Vous noterez aussi que l’on n’évoque là qu’un aspect du problème lié à ces épandages. En effet, si l’on parle de riverains des épandages de pesticides, peut-être faudrait-il un jour que l’Anses parle des animaux constitutif du petit peuple des sols, celui qui rend la terre fertile (vers de terre, collemboles, etc). De fait ce sont eux les premiers riverains bien involontaires de ces pesticides. Dans l’incessant ballet des informations, vous avez sans doute été ému.e.s par les conclusions des scientifiques de l’UICN, qui, tout en décrivant l’effarante perte de la biomasse et de la biodiversité, ont pointé les pesticides comme étant parmi les premiers agents responsables de cette perte. Et pourtant comme depuis sa création malgré ses discours, l’Anses, à travers ce type de programmes centrés sur la seule santé humaine, confirme sa totale absence de prise en compte d’une réalité bien tangible dès aujourd’hui que chacun, scientifique ou non, peut observer : les insectes, les oiseaux, de façon générale une grande partie de la microfaune sauvage, se font toujours plus rares. Là, les études sont faites, la catastrophe est largement en route, résultat : rien. Notre Anses répète à l’envie qu’il n’existe pas d’alerte, pas de risque, que les inquiétudes n’ont pas lieu d’être avec les garanties apportées par les procédures réglementaires. Pourtant, force est de constater que si l’on retrouve des pesticides dans les sols, dans l’eau, voir dans les mers, dans l’air, dans les assiettes, c’est bien que les dispositions réglementaires, durement négociées avec les lobbys de l’agrochimie, sont totalement inaptes à garantir quoique cela soit. 

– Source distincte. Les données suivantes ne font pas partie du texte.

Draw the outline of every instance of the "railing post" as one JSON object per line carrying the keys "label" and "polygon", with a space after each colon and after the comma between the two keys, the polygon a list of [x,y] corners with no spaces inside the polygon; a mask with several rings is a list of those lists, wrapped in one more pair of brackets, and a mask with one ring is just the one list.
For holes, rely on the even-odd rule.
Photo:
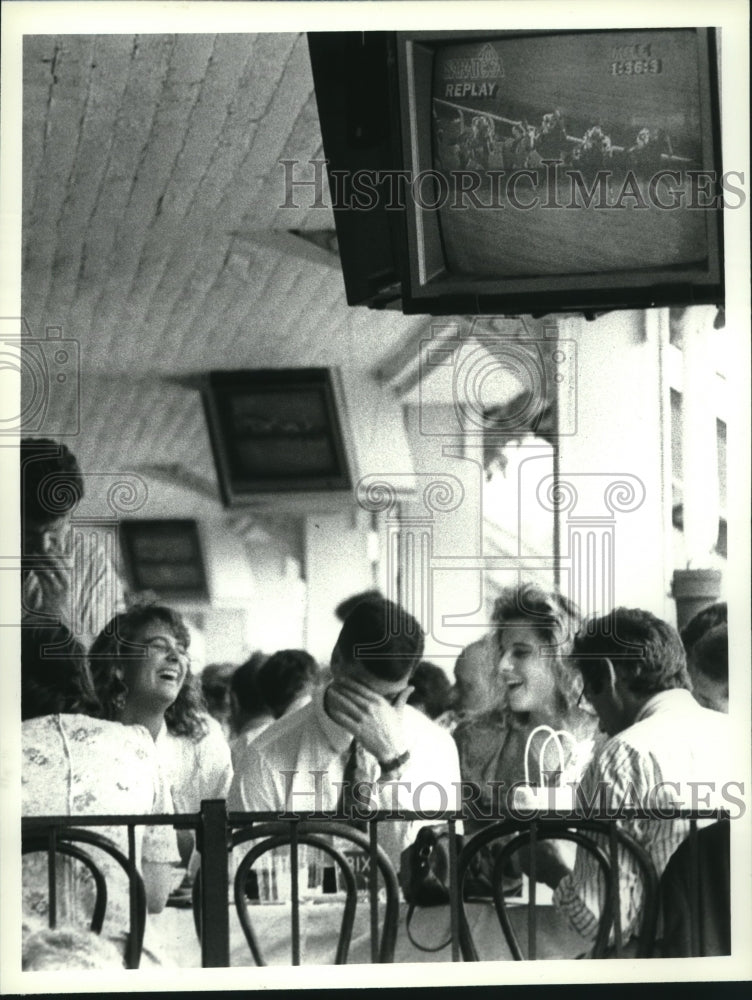
{"label": "railing post", "polygon": [[227,878],[227,805],[224,799],[201,803],[198,829],[201,852],[201,965],[230,964],[230,919]]}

C’est vrai, peu à peu le discours de l’Anses ne tient plus, se fissure, devient contradictoire. Comment peut-on simultanément nier les risques mais financer des projets pour les évaluer ? Comment peut-on nier les risques, mais recommander des distances de sécurité, cela tout en clamant qu’aux doses utilisées le risque n’existe pas ? Comment peut-on nier le danger, mais recommander de proscrire l’usage des pesticides dans les villes ?  Certes le ridicule ne tue pas – sinon l’Anses serait morte – mais les pesticides ? Demandez le aux vers de terre dans les vignes près de chez vous…[1]  

Pierre Rustin


[1] Selon deux études (accessibles à travers le site de l’Anses même) sur les populations de vers de terre (deux doses de SDHI ; 0.6 et 1.2 kg/ha, 3 applications à 12-14 j d’intervalle), qui ont été réalisées dans des pâtures, : « … aux deux doses, une réduction d’abondance de 30% est observée pour une espèce une année après la dernière application ».  AGRITOX – Base de données sur les substances actives phytopharmaceutiques (2006).